The Extreme 'Baby Carrots' Ads: Will They Work?

By , SparkPeople Blogger
Last week, Coach Nicole sent me a link to this video. That morning, I had driven past a large orange billboard near our office. "So what if our name doesn't end in 'itos'?" it read. As I drove past, I also caught a glimpse of the words "baby carrots."

After a bit of research online, I learned that Bugs' favorite treat is getting an extreme makeover. "An alliance of 50 carrot farmers is investing an initial $25 million" to market the crunchy snacks. A big-name advertising company is creating splashy billboards, TV, social media/online ads, and new packaging that will make carrots look like junk food.
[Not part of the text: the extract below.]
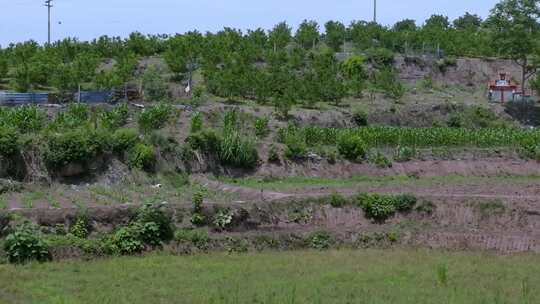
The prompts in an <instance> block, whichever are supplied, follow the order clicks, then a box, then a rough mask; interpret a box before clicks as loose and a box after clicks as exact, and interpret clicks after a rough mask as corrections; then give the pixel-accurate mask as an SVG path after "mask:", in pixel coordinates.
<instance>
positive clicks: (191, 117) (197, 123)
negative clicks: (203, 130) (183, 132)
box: [191, 112, 203, 133]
Plus, they plan carrot vending machines in schools. The push to make carrots the No. 1 snack in America isn't only about our waistlines. It's also about the bottom line: The farmers hope to double the $1 billion carrot market in the next couple of years or so, according to the Associated Press.

The carrots have a Facebook account, Twitter feed and a homepage, upon which they say:

"A BUNCH OF CARROT FARMERS™ is made up of, well, a bunch of carrot farmers. Our mission: To get folks to eat more carrots. Then get their friends to eat more carrots. Then get their friends' friends to eat more carrots. And so on and so forth, until carrots are the official favorite food of everyone, everywhere.
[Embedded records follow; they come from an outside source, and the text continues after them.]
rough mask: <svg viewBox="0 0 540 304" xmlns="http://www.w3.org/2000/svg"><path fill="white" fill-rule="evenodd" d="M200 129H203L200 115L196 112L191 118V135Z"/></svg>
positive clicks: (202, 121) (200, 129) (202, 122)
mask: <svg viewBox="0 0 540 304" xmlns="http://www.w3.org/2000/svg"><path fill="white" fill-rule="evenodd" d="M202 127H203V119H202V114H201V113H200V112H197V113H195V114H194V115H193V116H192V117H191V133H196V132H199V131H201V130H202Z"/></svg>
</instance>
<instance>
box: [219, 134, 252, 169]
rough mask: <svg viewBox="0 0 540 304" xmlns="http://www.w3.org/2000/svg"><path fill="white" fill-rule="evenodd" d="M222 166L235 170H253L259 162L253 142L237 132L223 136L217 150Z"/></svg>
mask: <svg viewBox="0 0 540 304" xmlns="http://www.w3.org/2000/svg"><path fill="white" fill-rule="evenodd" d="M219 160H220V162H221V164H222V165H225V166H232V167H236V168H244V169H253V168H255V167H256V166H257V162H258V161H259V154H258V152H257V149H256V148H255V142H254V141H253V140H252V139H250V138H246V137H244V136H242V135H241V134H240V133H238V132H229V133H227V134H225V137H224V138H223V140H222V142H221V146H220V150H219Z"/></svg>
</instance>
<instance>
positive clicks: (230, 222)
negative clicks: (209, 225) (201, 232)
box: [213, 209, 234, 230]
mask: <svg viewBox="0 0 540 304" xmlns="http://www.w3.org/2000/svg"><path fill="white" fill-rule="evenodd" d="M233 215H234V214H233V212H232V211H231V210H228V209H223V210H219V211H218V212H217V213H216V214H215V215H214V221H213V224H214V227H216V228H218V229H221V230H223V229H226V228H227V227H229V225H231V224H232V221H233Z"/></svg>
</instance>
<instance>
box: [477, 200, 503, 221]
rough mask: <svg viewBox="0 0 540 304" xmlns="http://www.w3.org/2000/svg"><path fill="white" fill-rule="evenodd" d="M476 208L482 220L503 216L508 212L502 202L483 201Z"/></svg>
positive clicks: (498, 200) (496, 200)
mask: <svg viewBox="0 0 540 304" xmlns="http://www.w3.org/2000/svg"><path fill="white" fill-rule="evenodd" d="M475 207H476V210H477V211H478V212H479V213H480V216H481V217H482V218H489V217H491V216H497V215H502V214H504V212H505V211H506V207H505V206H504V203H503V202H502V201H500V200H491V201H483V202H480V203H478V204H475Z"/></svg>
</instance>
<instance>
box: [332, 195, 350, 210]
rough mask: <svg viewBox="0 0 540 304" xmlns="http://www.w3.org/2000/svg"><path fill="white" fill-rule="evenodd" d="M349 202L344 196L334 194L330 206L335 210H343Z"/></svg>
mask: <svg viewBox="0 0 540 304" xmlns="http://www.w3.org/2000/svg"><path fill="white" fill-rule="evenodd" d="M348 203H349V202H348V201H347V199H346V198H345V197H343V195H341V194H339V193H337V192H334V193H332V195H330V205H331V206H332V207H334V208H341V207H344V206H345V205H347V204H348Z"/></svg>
"Powerfully crunchy. Subtly sweet. Gloriously versatile. Mischievously addictive. Perfectly orange. What more could you possibly want in a food? Nothing...the answer is nothing.

"If you fancy yourself a loud and proud Carrot Farmer — whether your harvest yields one pound or one million — join the crusade to make carrots the most demanded and universally loved food on earth."

That leads me to some questions…

Does the flashy packaging matter to you?

Will you be more likely to eat baby carrots--really just big carrots whittled to a diminutive size--than you are now if they're in clever packages?

And will the cost at the supermarket rise?

Right now, a pound of organic baby carrots is $1.99 at my supermarket; conventional ones run between 99 cents and $1.99, depending on the week. (Conventional carrots cost 99 cents to $1.23 a pound in bulk.)

What effect do you think this will have on kids' eating habits? Will kids be more likely to reach for carrots if there's a hardcore marketing campaign behind them?